Co-Op Must 'Work To Rebuild Customer's Trust'
The chairman of the Co-operative Group has told Sky News that the mutual will need to work hard to rebuild customers' trust.
Ursula Lidbetter said the Co-op must also implement governance reform in the wake of chief executive Euan Sutherland's resignation.
"The situation we are in is very sad, but the basis of the organisation is still there," Ms Lidbetter told Sky's Poppy Trowbridge.
"Our members, our customers, our staff, the members who get involved in our democracy - they are such good people.
"The organisation, fundamentally, is really good and sound but we need to get the public's support back with us.
"It's all about customer confidence. It's about doing the right thing."
The Group confirmed a Sky News report this morning that Mr Sutherland had left his job, despite efforts by the board to change his mind.
Mr Sutherland resigned on a point of principle, citing the Group's structure as "ungovernable".

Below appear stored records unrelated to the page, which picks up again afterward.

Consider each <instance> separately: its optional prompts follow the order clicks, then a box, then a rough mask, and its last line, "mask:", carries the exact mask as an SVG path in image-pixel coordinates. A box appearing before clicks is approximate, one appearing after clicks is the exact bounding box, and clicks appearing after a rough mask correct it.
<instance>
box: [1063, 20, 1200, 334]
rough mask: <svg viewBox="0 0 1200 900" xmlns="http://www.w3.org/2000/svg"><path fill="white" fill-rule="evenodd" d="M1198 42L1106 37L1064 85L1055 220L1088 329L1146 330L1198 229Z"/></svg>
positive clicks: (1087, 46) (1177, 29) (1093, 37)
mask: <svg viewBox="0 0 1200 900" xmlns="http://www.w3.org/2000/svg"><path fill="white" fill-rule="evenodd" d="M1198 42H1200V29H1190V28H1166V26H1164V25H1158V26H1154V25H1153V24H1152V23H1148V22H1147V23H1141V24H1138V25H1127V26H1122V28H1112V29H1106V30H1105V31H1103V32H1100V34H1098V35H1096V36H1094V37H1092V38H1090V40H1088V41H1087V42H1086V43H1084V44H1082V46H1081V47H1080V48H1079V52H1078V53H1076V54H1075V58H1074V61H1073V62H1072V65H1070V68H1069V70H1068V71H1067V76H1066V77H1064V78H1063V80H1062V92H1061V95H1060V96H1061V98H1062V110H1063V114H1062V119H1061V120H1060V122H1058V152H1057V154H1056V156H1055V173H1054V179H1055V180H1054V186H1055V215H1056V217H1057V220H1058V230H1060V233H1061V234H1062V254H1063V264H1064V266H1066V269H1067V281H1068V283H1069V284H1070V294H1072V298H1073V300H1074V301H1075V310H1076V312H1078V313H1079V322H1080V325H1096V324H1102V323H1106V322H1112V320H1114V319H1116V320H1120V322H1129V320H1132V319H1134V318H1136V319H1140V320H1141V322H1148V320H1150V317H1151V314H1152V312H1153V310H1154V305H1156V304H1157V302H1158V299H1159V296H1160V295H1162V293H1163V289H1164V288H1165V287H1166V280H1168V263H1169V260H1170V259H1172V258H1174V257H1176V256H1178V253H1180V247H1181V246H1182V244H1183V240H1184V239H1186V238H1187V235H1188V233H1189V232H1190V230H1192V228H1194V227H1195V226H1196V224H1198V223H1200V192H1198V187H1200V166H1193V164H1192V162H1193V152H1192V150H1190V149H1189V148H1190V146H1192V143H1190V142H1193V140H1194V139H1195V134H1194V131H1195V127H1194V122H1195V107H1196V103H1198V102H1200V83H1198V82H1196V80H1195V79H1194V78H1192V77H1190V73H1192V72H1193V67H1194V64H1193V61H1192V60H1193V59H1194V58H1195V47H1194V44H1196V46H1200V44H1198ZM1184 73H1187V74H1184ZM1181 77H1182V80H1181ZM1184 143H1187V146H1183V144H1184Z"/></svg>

He was also known to be furious over a number of leaks to the media - leaks that he believed had come from the top of the organisation and included details of his pay.
Mr Sutherland said in a statement: "It is with great sadness that I have resigned as chief executive.
"I have given my all to the business and had hoped to be able to lead its revival. However, I now feel that until the Group adopts professional and commercial governance it will be impossible to implement what my team and I believe are the necessary changes and reforms to renew the Group and give it a relevant and sustainable future.
"Saving The Co-operative Bank and with it The Co-operative Group from administration was a huge task, but the changes required do not stop there, with fundamental modernisation needed to safeguard the 11 future for our 90,000 colleagues and millions of members.
"The Group must reduce its significant debt and drive major efficiencies and growth in all of its businesses, but to do so also urgently needs fundamental governance reform and a revitalised membership.
"I will not accept the retention payments and long term incentive payments previously agreed for the delivery and protection of value in the Group and the Bank, even though this was successfully delivered."
Ms Lidbetter confirmed Richard Pennycook - who was chief financial officer - had been appointed interim chief executive pending the appointment of a permanent successor to Mr Sutherland.
She said she had accepted his resignation with "deep regret."
An emergency board meeting on Monday night - held to discuss Mr Sutherland's resignation - also proposed a restructuring that would result in the current 21-member board being disbanded and replaced by two different structures.
One would be a PLC-type board while the other would represent members.
Ms Lidbetter has described the planned reforms as urgent.
The decisions were taken following a crisis for the Co-op which has seen its banking operation subjected to regulatory scrutiny after control was lost to US hedge funds.
A £1.5bn black hole in the bank's balance sheet sparked the Co-op's problems but the restructuring of the lender left the Group with just a 30% stake.
Mr Sutherland's own role was in focus at the weekend over plans to raise his own pay to £3.6m despite the mutual's problems and an expected worst-ever loss for 2013 of £2bn, due to be announced at the end of the month.
The debate over rising awards at the Co-op began just weeks after Mr Sutherland admitted the Group had "lost touch" with customers.
At that time he launched an online poll so the public could make suggestions about its future direction.
A plan to sell parts of its business also left question marks over more than six thousand jobs.
Mr Sutherland has only been in the job since last April.
He expressed fury about media leaks on Sunday in a Facebook posting to an employees' group after the news on pay awards appeared in a national newspaper.
He said: "I'm very sorry to have to report that we have had yet another leak to the media.
"This time it is to the Observer newspaper and concerns levels of annual Executive remuneration, including my salary, and also proposed changes to the Group Executive team.
"It appears that, once again, the leak has come from our Group Boardroom.
"We seem to have an individual, or individuals, determined to undermine me personally, my team and the rest of the Group Board regardless of the uncertainty and disruption this causes to our 90,000 colleagues and our supportive members.
"Despite this, I am determined that we will see through the vital transformation of our business."